手紙で内容は詰めたので、残りはサインだけだ。正式な契約でのサインには魔力か、魔力がない場合は血液がいる。それで契約が破られた際に強制的に罰を下すことができるのだ。
こんなスラムのど真ん中まで来てもらうのは悪いと、他の場所を提案したのだが、彼は寄付する先に行くこともできなくてどうすると結局この屋敷まで来てもらうことになった。
(そういうところ、何だか好感が持てるんだよな・・・)
もし本当に彼がザックを虐めていたのなら正直ショックだ。だが、俺はそこを曖昧にしたまま彼を信用することはできない。俺は契約をした後ザックのことをはっきりさせるつもりだ。
俺は契約内容に「如何なる理由があっても、あの屋敷や屋敷に住む者に危害を加えない。」といった条文を盛り込ませた。もちろん、住人が法を犯したときは別だが・・・
これでヘンダーソン公爵が俺との関係悪化によってあそこにいる人々に何か危害を加えるような事態は避けられる。
だから、契約後に尋ねるのだ。まあ、俺個人は不敬罪で殺される可能性はあるが・・・
(よし、これで準備はいい。)
俺は緊張しながら公爵を待った。
やがて、玄関の辺りが騒がしくなり、ヘンダーソン公爵がやってきたことが分かる。俺は公爵に許可された通り、ローブを羽織って彼を出迎えた。
「ようこそいらっしゃいました、ヘンダーソン公爵様。私がオーナーのテイトです。このような格好で申し訳ありません。」
そう言って低く腰を折る平民の挨拶をすれば、公爵はじっと俺を見て固まっていた。
「あ、あの。公爵様?」
礼儀上は問題ないはずなのだが、俺は何かさっそく失礼があっただろうかと戦々恐々としながら公爵の顔を覗き込む。
「いや、すいません。何でもないんです。手紙ではお世話になりました。私がヘンダーソンです。」
公爵はなんでもないと言って何かを振り払うように頭を振った。
「いえ、こちこそご丁寧にありがとうございます。それに私は平民ですので、そんなに畏まらないでください。」
「・・・そう、ですね。わかりました。」
「それでは立ち話もなんですので、こちらにどうぞ。」
微妙な顔で頷いた公爵を一番マシな俺の部屋へと案内する。アーデン家から拝借した茶菓子も忘れない。

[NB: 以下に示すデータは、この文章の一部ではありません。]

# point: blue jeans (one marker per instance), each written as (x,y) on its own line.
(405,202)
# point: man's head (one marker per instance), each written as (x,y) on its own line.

「この度はこの屋敷の運営に寄付をいただけるとのこと、感謝してもしきれないくらいです。」
「いいえ、こちらにも利のあることですから。」
「そうですか・・・。では、さっそくで恐縮ですが契約書を・・・」
「テイト殿は平民にしては礼儀作法がずいぶんしっかりしているんですね。」
さっさと契約を結んでしまおうとする俺に、公爵がそんなことを言ってくる。
「はは・・・そうでしょうか?見様見真似なのでそう言っていただけて安心しました。」
「ええ、それと気になったのですが、あなたは左利きなのですか?」
「・・・ええ、そうです。」
利き腕も何も左腕しかないが・・・左利きというのは嘘ではないだろう。
「あの、ローブを着たままでいいと言った手前申し訳ないのですが、やはりお顔を見せていただけませんか?」
「っ!それは、できません。」
俺は咄嗟にローブのフードを左手で押さえた。無理矢理剥ぎ取るような人ではないのだろうが、条件反射のようなものでついやってしまった。
「お願いです・・・」
公爵はそう言って立ち上がると俺の左手を優しく取る。俺は公爵の雰囲気に飲まれそうになりつつ距離をとった。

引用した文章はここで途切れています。